Friday, February 05, 2016

Abandoning El Salvador

In the United States, neither the people in general nor the media in particular are known for a long attention span. I have always assumed that Mexican poet Octavio Paz was thinking of acts of intervention when he famously wrote "Alas, poor Mexico! So far from God and so close to the United States!" But the sentiment applies equally to our sins of omission -- our ability to forget one day what was demanding all of our attention the day before.

A recent example is the success of  Daesh/ISIS in distracting presidential contenders and much of the media and general public, through horrific acts in Paris and California. Both our angst and our xenophobia shifted quickly. The fear of migrant children from the South that had commanded so much attention in the summer and early autumn dropped away. But Central America and Mexico remain our close neighbors, and it behooves us to continue paying attention.
Senator Kennedy challenged young people to international service while he was a presidential candidate. The birth of the Peace Corps is considered to have started during this campaign appearance in 1960.
All of this is by way of preamble for several stories about U.S. connections to the region that warrant our attention. One is the announcement earlier this month that the United States is removing Peace Corps volunteers from El Salvador because of escalating violence there. The Obama Administration insists that the decision does not signify abandonment of the region, and cites ongoing spending on development. It is not clear, however, how development funds will be spent effectively without the involvement of those who work most closely with Salvadoran communities. The removal of volunteers may have been necessary, but it is also deeply concerning. It also takes place in the context of an administration that has missed many opportunities to promote justice in the region, despite its progressive reputation.
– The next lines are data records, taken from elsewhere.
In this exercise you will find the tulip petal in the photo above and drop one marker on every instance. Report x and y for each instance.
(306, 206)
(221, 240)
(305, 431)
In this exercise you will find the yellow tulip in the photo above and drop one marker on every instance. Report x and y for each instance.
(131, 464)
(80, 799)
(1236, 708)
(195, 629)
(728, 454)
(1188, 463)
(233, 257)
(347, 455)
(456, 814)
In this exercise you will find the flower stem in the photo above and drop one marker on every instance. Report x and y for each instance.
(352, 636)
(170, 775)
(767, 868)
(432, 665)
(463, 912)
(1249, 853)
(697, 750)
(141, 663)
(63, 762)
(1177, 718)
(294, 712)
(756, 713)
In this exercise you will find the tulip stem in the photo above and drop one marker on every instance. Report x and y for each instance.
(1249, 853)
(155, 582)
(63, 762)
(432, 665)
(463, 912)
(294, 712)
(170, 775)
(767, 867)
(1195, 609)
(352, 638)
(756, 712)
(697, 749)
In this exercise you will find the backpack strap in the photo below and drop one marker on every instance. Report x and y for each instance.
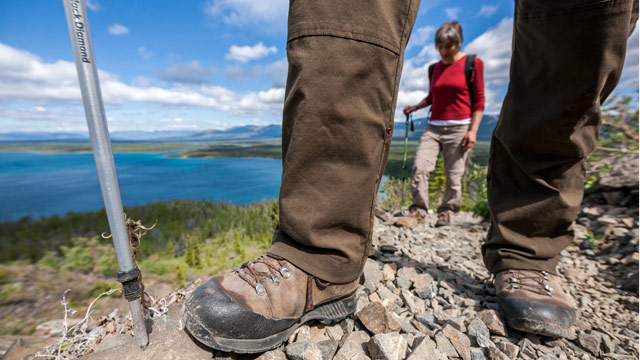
(469, 68)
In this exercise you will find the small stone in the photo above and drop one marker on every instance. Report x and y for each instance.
(303, 350)
(390, 346)
(405, 222)
(509, 349)
(353, 347)
(335, 332)
(477, 354)
(276, 354)
(328, 348)
(444, 345)
(589, 342)
(495, 354)
(388, 273)
(459, 340)
(425, 349)
(477, 327)
(377, 319)
(493, 321)
(422, 281)
(372, 272)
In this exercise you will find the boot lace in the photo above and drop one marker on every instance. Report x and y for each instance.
(253, 276)
(537, 282)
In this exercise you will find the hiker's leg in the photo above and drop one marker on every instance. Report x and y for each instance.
(423, 164)
(455, 158)
(345, 60)
(549, 123)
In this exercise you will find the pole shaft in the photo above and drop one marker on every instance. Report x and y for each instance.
(80, 34)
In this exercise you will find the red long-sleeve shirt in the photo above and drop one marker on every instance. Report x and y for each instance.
(449, 94)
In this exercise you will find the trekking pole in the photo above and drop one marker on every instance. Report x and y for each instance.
(129, 274)
(404, 158)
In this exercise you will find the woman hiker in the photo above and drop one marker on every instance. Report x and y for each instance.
(456, 96)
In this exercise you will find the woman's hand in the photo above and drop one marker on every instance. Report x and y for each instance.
(469, 140)
(409, 109)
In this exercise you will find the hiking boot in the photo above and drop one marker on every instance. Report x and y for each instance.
(533, 302)
(443, 219)
(257, 307)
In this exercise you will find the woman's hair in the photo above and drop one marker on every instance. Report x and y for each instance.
(449, 32)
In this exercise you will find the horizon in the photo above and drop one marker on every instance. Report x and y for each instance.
(210, 65)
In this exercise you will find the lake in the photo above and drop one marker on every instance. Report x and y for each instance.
(54, 184)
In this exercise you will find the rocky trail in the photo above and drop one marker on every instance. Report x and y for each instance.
(425, 294)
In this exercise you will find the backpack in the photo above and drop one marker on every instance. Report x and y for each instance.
(469, 68)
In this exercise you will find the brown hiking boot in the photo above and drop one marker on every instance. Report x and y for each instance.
(443, 219)
(533, 302)
(257, 307)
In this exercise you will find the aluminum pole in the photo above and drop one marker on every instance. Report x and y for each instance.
(80, 34)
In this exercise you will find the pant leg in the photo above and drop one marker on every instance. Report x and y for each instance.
(567, 58)
(424, 163)
(455, 160)
(345, 60)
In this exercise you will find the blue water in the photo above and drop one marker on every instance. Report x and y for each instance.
(44, 185)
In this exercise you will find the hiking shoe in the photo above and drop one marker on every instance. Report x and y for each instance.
(443, 219)
(257, 307)
(533, 302)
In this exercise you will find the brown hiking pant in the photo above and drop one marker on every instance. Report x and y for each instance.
(436, 139)
(345, 60)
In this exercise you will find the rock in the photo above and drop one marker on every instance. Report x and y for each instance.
(388, 273)
(389, 346)
(477, 327)
(328, 348)
(405, 222)
(459, 340)
(335, 332)
(589, 342)
(509, 349)
(353, 347)
(276, 354)
(303, 350)
(477, 354)
(377, 319)
(422, 281)
(372, 272)
(495, 354)
(493, 321)
(444, 346)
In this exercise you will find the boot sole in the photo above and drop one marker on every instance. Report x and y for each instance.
(332, 312)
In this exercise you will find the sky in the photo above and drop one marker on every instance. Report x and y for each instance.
(209, 64)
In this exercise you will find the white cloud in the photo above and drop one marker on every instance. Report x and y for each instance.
(488, 10)
(494, 48)
(93, 5)
(24, 77)
(244, 54)
(452, 13)
(629, 78)
(269, 15)
(421, 36)
(117, 29)
(144, 52)
(190, 73)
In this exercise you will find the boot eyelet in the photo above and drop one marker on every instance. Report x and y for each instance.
(285, 272)
(260, 290)
(275, 279)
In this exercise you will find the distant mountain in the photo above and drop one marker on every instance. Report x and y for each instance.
(249, 132)
(487, 125)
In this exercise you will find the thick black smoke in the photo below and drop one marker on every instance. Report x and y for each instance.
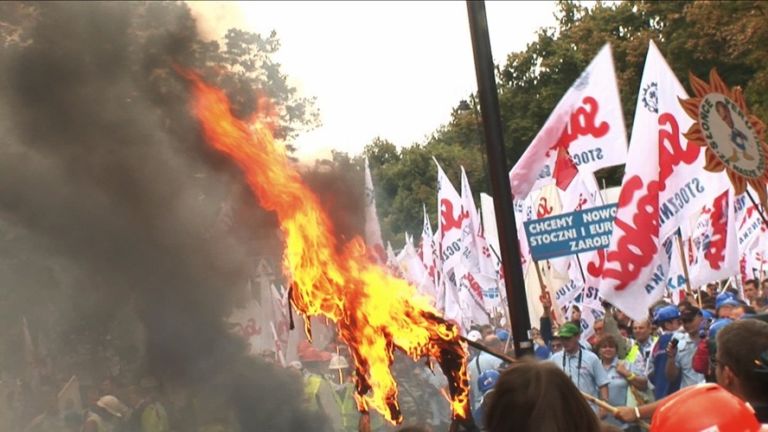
(102, 166)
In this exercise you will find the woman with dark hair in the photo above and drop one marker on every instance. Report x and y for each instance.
(621, 376)
(537, 397)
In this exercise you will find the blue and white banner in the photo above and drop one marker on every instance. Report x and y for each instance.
(570, 233)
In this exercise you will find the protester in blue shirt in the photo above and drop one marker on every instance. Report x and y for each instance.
(621, 374)
(581, 365)
(668, 318)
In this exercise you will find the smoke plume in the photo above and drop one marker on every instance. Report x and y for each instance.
(102, 170)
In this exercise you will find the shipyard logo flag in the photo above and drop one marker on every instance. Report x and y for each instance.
(664, 186)
(584, 133)
(372, 227)
(714, 246)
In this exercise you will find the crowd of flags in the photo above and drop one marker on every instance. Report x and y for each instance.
(677, 226)
(672, 214)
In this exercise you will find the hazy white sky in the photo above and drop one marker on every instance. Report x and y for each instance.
(390, 69)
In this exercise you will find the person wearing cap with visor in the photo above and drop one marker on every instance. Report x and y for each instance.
(668, 320)
(481, 363)
(105, 416)
(680, 355)
(581, 365)
(741, 365)
(724, 304)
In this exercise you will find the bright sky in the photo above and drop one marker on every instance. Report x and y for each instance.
(390, 69)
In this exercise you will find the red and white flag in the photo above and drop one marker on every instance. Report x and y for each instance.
(413, 270)
(429, 249)
(749, 224)
(476, 253)
(664, 185)
(450, 219)
(372, 228)
(714, 253)
(584, 133)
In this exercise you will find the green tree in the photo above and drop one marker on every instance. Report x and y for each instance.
(693, 36)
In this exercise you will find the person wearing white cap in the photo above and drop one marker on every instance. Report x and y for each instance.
(104, 417)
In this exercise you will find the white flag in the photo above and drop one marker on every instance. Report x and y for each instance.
(450, 220)
(584, 133)
(372, 228)
(714, 248)
(664, 186)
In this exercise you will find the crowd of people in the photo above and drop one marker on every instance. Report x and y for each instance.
(649, 369)
(707, 351)
(107, 407)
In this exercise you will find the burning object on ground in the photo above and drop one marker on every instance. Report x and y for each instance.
(374, 311)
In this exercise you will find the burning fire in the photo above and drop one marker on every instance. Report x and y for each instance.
(375, 312)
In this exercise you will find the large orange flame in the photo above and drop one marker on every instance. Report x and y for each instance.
(375, 312)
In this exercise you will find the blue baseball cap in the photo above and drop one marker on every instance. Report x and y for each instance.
(708, 315)
(717, 326)
(666, 313)
(722, 298)
(487, 380)
(728, 302)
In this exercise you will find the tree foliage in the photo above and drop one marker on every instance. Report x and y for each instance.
(693, 36)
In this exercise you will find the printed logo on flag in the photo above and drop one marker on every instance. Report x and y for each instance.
(570, 233)
(730, 135)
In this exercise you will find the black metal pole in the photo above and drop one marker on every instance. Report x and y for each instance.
(497, 167)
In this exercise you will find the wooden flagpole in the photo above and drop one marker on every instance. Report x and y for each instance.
(685, 265)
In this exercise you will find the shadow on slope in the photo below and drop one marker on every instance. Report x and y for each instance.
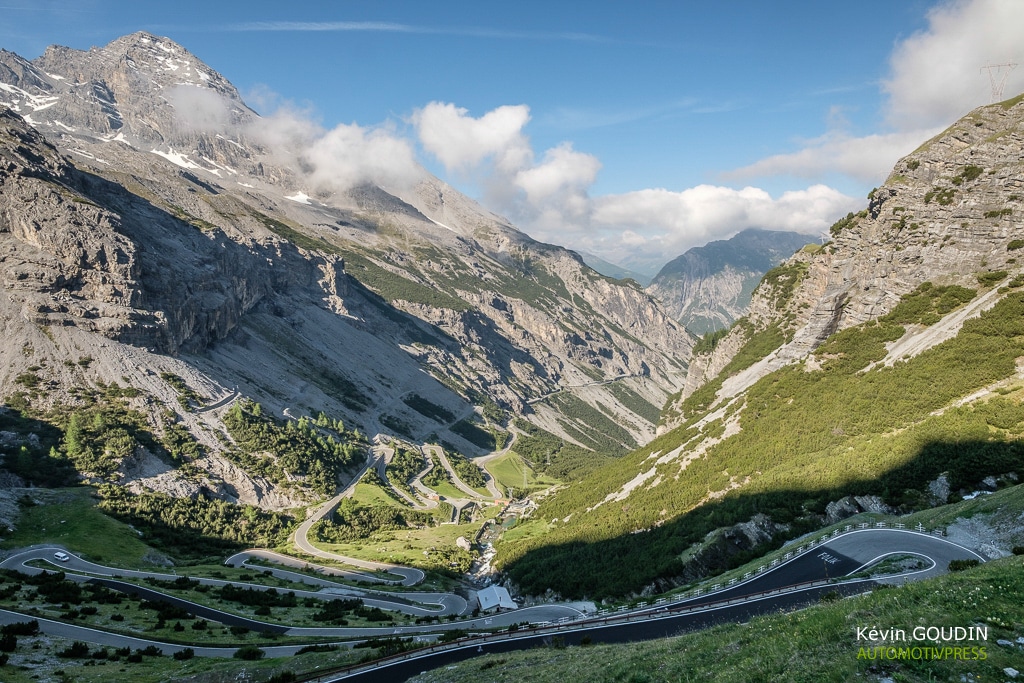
(597, 567)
The decision also highlights concerns about deportations that continue to return young people to a region where their safety is far from assured. It also reminds us of the dark history of U.S. contributions to ongoing violence in the region itself and in deportation policies that enabled the growth of criminal gangs that now operate as close to home as Boston.

My interest in El Salvador began in the 1980s when I was working in a church in Silver Spring, Maryland that was part of a broad, interfaith movement that was providing sanctuary to refugees who in many instances needed protection while awaiting adjudication of their asylum claims. Under the Geneva Convention, many -- perhaps most -- of the 200,000 refugees who had reached the Washington, DC area were eligible for asylum.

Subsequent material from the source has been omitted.